I know some of you are rolling your eyes and shaking your heads at me. I know, I know, it's past due time for this to happen. In 90% of the time I agree. The rest of the time, I am feeling bad for her and for how the rest of her life is going to be. Dementia sucks big time. I think I'd rather be dead.

So, I asked for an evaluation for the facility to determine if she should go into AL or MC. If they say AL, I'll be shocked but I'll go with what they say at this point. I don't know if they have openings right now so we might have to wait a minute but I'm putting it in motion.

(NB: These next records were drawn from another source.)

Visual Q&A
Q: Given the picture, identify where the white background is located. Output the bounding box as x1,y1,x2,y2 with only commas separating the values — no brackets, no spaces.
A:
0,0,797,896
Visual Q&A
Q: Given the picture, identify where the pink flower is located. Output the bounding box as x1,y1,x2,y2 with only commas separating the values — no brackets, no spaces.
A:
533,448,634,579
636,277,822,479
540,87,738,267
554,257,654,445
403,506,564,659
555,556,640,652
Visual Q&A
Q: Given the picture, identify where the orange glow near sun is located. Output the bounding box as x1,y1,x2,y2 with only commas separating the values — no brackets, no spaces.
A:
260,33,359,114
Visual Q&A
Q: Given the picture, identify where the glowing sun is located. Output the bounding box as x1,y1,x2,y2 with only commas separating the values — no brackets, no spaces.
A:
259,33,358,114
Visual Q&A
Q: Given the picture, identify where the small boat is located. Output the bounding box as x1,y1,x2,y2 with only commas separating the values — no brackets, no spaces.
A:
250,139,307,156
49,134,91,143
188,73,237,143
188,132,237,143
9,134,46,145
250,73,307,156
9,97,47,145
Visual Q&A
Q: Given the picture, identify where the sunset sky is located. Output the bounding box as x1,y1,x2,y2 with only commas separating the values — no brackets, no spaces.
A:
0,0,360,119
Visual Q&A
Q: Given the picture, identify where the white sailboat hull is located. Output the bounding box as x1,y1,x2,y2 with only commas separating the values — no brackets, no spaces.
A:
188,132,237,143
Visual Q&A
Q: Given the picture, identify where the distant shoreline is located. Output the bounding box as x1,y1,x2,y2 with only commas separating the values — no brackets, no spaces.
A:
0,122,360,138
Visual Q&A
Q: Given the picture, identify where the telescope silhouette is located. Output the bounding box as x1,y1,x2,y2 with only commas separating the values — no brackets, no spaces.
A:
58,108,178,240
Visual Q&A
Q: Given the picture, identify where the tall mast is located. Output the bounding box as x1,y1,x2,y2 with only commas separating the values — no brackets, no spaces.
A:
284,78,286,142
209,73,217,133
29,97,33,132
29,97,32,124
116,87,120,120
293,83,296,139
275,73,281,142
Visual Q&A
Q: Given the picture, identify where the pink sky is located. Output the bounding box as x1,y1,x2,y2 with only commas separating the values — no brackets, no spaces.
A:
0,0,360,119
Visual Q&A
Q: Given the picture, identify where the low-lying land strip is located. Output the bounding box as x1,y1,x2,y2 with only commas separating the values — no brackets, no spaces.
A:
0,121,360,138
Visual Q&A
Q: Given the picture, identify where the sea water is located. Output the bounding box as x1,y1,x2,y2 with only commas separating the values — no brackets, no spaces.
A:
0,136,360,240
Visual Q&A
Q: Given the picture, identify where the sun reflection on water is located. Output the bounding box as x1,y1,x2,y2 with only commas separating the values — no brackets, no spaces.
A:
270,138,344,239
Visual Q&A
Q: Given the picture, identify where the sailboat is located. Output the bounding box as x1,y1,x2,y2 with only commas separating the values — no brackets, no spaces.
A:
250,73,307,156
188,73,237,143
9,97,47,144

Been having a lot of hard times here. The incontinence (urinary) issues are killing me. And poop on a lot of her washable seat and bed covers. Waaaay above my pay grade. I'm not a nurse and never wanted to be one. This stuff just grosses me out. And stresses me out. I've been using disinfecting wipes everywhere she touches cuz she has no understanding of germs. She was trying to wipe up poop with a chux!! Seriously. So what now I have e-coli potentially EVERYWHERE??!! NOOOOOOO!

My hubby had suggested that maybe we wait until after the holidays. My sister agreed, if possible. But I'm no longer feeling like I can do it and keep my sanity. I've been thinking about all the things I've been giving up. Like being able to go out whenever I want. Go away for a weekend. You know - you just can't do anything spontaneously when you need someone to be with mom.

Now I'm trying to figure out if this goes along quickly (I don't even know if there are currently openings), do I bring her home for the day for Thanksgiving? Christmas? On one hand, I think it could be nice for her. Or will she just be snarky about not being wanted all day?? That kind of crap would really ruin my day. And the rest of the family too.

Next question - I took her for a urodynamic study last week and they suggest a procedure called InterStim (sacral nerve stimulation) - should I even bother to proceed or just blow it off??? In 90% of the people that try this, they get a 50% reduction in leakage and trips to the bathroom. This seems like it would be HUGE improvement for her.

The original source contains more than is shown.